Last year was my first district convention. At district, every church can send a pastor and a lay person to represent them. The format is the same as national. You sit at a table with a voting remote. The resolutions are made, orderly discussion is opened and finally a vote is tallied. Our District President, Rev. Lee Hagen, set a wonderful tone. Mike Murphy, our lay delegate and I left last year’s district convention feeling encouraged.

I can’t say the same for the national convention. I left Tampa feeling like I didn’t like the direction and tone of the convention. It was such a contrast to the week before when I was at the NYG. There were 21,000 of us in Minneapolis and the streets were alive with Lutheran kids and adults. It was exactly how the church should be living together, encouraging each other, bearing one another’s burdens, serving the poor, praising with our whole body and growing in our faith. The convention felt lifeless and dying. I went from being the old guy at the NYG to the young guy at the convention. The NYG represented all of the generations coming together. The convention was overwhelmingly baby boomers, men, and pastors. I’m two out of three of those demographics yet I wish there were more young people, women, teachers and DCEs there. I also was saddened that not once at the convention was the National Youth Gathering mentioned.

I love the Lutheran Church Missouri Synod. I’ve been a part of it all my life. I went to Concordia Irvine and the best word I would use to describe my experience there is “Friendship.” I made friends there that will last a lifetime. It felt like we were being consecrated for a special purpose. The word to describe my experience at Concordia Seminary at St. Louis is “Brotherhood.” The professors mentored me like fathers and my fellow students were like brothers. We were discipled. The National Youth Gathering word would be “Together.” We lived together for a week and invested in each others lives. The words I would use to describe my convention experience is “Luke Warm.” It didn’t have the passion and the love that I’ve felt everywhere else in the LCMS.

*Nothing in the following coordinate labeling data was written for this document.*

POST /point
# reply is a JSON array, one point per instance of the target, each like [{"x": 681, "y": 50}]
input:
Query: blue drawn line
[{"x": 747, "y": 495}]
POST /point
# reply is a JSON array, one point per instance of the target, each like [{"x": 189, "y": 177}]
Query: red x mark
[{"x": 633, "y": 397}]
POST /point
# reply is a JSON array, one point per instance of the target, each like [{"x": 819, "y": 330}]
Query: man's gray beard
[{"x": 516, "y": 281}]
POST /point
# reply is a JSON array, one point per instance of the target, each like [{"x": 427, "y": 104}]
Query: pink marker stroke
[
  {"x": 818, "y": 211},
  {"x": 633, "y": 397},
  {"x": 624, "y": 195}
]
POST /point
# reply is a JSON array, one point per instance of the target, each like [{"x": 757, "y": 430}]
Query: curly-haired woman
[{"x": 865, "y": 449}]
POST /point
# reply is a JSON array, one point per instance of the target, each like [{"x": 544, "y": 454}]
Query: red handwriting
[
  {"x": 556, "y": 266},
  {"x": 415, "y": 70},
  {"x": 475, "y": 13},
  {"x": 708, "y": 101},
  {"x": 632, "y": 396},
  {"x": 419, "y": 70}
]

I agreed with almost all of the resolutions that were passed. The worship was as you would expect. But if a person walked in off the street, I would hate the impression it gave of our church body. It was so narrow and incomplete.  Jesus is living and active and his church is filled with the Spirit. I experience that every day at Glendale Lutheran church. I wish I saw that at the National Convention. But God is working and he will accomplish his good will even when we aren’t at our best.